As for investments, it requires current asset allocation (stocks, bonds, cash), detailed stock allocation and expected bond return, expected cash return and estimated annual investment expenses. You’re also asked if you want to maintain the current allocation during retirement, or if you’d prefer a declining glide-path strategy. Sliders and the like speed up the data entry process. For those prospects who do not know what to enter in a given field, there are icons that, when clicked on, offer explanations.

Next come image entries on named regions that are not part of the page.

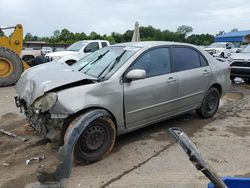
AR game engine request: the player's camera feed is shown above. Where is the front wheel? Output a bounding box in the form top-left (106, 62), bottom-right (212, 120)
top-left (196, 87), bottom-right (220, 118)
top-left (244, 78), bottom-right (250, 84)
top-left (74, 114), bottom-right (116, 164)
top-left (220, 52), bottom-right (225, 58)
top-left (230, 76), bottom-right (235, 82)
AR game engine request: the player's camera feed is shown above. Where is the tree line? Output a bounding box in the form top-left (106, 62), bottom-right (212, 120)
top-left (24, 25), bottom-right (214, 46)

After entering the information, click the submit button. A pop-up requests your name and email address so a full report can be emailed. The calculator then runs 5,000 simulations to arrive at its results. The results summary provides the prospect with four numbers: the total amount that would be saved based upon the inputs, the growth over the period based upon the top 20% of simulation results, the median result and the worst of the 5,000 simulation results.

A more detailed analysis is presented in table, bar graph and line graph format. Users are encouraged to explore how changing inputs will impact results. A free PDF copy of the report, the free retirement stress test analysis, is emailed to the prospect/client.

A SIMPLISTIC ANALYSIS?

Some readers may be thinking this analysis is too simplistic for a number of reasons, including the limited number of inputs and lack of attention to taxes. I put this question to Robinson, and here is an abbreviated version of his response:

“There is a general a perception that Nest Egg Guru's Retirement Savings Calculator will most often be applied to illustrate the range of expectations for IRAs and qualified retirement accounts. These could be Roth accounts or traditional pre-tax accounts or some combination thereof. All we are doing with the savings calculator is focusing the clients' attention on the bottom half of the simulation results to give them a reasonable estimate of how much their retirement nest egg may be worth under less than ideal future investment conditions, and to then show them how changing variables within their control … may change their results.

“While not accounting for taxes directly in the retirement savings or spending calculators has led some advisers to suggest that Nest Egg Guru's analysis is too simplistic, it has been my real-world planning experience that, at a certain point, input complexity becomes inversely correlated to output accuracy and reliability. It is our firm belief that the attempts to incorporate detailed assumptions about taxes, and to incorporate many different asset classes, is, in part, responsible for the criticism about various Monte Carlo applications producing dramatically different projections.”

I’ll leave it to readers to draw their own conclusions.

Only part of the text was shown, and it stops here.